BACKGROUND: The aim of this study was to analyse the epidemiological characteristics and clinical features of the three driver genes EGFR, ALK and ROS1 in Chinese patients with non-small-cell lung cancer (NSCLC). METHODS: EGFR mutations, ALK fusions and ROS1 rearrangements were detected simultaneously by quantitative real-time PCR. Subgroup analyses were performed for adenocarcinoma and squamous cancer.
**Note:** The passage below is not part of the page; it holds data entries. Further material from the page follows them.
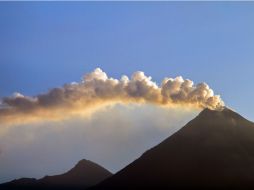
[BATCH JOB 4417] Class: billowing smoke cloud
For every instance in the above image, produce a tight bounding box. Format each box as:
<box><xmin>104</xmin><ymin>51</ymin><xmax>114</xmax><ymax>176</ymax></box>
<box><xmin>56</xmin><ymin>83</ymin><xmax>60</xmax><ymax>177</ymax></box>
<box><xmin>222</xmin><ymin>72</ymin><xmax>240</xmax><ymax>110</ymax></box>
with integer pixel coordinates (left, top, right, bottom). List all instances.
<box><xmin>0</xmin><ymin>68</ymin><xmax>224</xmax><ymax>123</ymax></box>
The Chi-square test and multivariate logistic regressive analysis were used to analyse the associations between gene alterations and clinical features. RESULTS: A total of 3,081 patients with pathologically confirmed NSCLC from five sites in China were enrolled, among whom 1,449 (47.03%) had EGFR, ALK and/or ROS1 alterations. In adenocarcinoma, the alteration rates of EGFR, ALK and ROS1 were 50.6% (1,193/2,360), 6.3% (148/2,360), and 1.6% (38/2,360), respectively. EGFR and EML4-ALK coexisted in 16 cases (0.5%), while EGFR and ROS1 coexisted in 1 case (0.03%). Sex, smoking status, and tumour stage were significantly correlated with the EGFR mutation; age and smoking status were correlated with EML4-ALK; and age and tumour stage were correlated with ROS1. In squamous cancer, the alteration rates of EGFR, ALK and ROS1 were 7% (34/488), 2.9% (14/488) and 0% (0/488), respectively. Sex and smoking history were associated with EGFR, and sex was the only independent predictor of EGFR. The EGFR gene mutation sites were mainly 19del (557/1,263; 44.1%) and 21 exon L858R (575/1,263; 45.5%). More uncommon EGFR mutation types were present in 10.4% (131/1,263) of patients. Patients with EGFR, ALK, and/or ROS1 alterations had different epidemiological characteristics and clinical features. CONCLUSIONS: This real-word study of alterations in driver genes in a large population in China revealed unique epidemiological characteristics and clinical features in Chinese patients with NSCLC.